The segments (or partial segments) included in the output can be limited to ones
that overlap with the code
tier (or any other specified tier) using the
--limiting-tier
option. If this option is used, only the portion of the EAF
file that is marked with the specified tier (usually code
) will be included in
the output summary.
With the --limiting-tier-pattern
option, it's possible to further restrict the
included sections to ones that are annotated with text that matches a specified
regular expression. Only matching segments of the limiting tier will be
summarized in the output, unless the option --negate-limiting-tier-pattern
is
also used, in which case the segments that match will be filtered out, and the
non-matching segments of the limiting tier will be summarized instead.
The --masking-tiers
option turns the specified tier into an "input mask" for
the tiers being processed. The EAF files are processed as if there were no
active tiers wherever a masking tier is active. Put another way, any overlap of
other tiers with a masking tier is not counted in the totals.
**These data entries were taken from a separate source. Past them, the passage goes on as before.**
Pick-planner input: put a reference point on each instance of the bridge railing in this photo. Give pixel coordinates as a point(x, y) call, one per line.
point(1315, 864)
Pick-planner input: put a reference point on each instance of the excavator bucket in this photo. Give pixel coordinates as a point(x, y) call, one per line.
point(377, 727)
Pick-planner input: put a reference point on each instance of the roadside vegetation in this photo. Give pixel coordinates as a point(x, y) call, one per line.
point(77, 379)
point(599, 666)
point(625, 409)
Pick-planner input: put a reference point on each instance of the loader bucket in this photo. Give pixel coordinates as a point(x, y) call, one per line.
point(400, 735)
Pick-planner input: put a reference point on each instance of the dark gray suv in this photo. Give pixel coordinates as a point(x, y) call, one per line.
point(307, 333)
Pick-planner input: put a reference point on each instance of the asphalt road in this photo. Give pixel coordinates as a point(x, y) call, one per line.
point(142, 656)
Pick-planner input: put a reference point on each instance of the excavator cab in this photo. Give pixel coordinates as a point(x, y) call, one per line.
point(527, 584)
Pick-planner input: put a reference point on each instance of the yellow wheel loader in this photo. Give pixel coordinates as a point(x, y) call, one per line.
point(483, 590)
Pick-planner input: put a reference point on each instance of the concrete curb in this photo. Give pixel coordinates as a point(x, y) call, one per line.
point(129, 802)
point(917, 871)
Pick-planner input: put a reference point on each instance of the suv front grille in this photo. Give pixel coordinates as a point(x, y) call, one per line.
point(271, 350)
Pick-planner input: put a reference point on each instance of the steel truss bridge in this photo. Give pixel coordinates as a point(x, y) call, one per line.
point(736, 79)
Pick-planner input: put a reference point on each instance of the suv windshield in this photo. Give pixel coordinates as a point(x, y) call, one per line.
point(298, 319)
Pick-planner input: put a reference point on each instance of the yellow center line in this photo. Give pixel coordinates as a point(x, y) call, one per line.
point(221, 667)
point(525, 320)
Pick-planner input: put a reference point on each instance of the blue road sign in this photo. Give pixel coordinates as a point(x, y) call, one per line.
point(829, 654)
This allows an analysis where subjects (i.e. CHI
) are assumed to not be
listening whenever they are speaking.
To run the script, you'll need Python installed (tested on versions 2.7.18 and 3.8.5), and the pympi-ling package, which can be installed using pip:
$ pip install pympi-ling
Version 1.69 of pympi-ling works, but if your EAF files are version 3.0 or higher, you'll see error messages on standard output:
Parsing unknown version of ELAN spec... This could result in errors...
The master branch of pympi-ling on GitHub has an improved warning system, which allows us to suppress this warning (since our EAF v3.0 files are compatible), but both versions will work.
First, clone the repository:
$ git clone https://github.com/aclew/eaf_speech_counter
Supposing you have a folder named data
containing a set of EAF files, run the
script like this:
$ eaf_speech_counter/summarize-eaf.py -o output.csv data/*.eaf
The output table will be written to output.csv
, including a totals row for
each file, grand totals for the set of files, and CDS/ADS data.
Tiers can be added to the ignore list by using the --ignore-tiers
option (or
simply -i
for short):
$ summarize-eaf.py -o output.csv -i EE1 -- data/*.eaf
Note that the --
separating option parameters from the name(s) of the target
EAF file(s) is required; otherwise the filenames will be treated as the names of
tiers to be ignored.
Multiple tiers can be ignored, as well:
$ summarize-eaf.py -o output.csv -i EE1 UC1 MA3 -- data/*.eaf
The totals rows and grand totals row will be omitted with the --no-totals
option:
$ summarize-eaf.py -o output.csv --no-totals data/*.eaf
The rows showing overlap details can be omitted with --no-overlap
:
$ summarize-eaf.py -o output.csv --no-overlap data/*.eaf
To use a tier as a mask, use the option --masking-tiers
(or -m
):
$ summarize-eaf.py -o output.csv -m CHI -- data/*.eaf
To turn on debug output, use --verbose
or -v
. There are three levels,
depending on how many time you use the option:
# INFO level
$ summarize-eaf.py -o output.csv -i EE1 -v data/*.eaf
# DEBUG level
$ summarize-eaf.py -o output.csv -i EE1 -vv data/*.eaf
# VERBOSE level
$ summarize-eaf.py -o output.csv -i EE1 -vvv data/*.eaf
The highest level of output is extremely verbose; it writes a line for every event in sequence.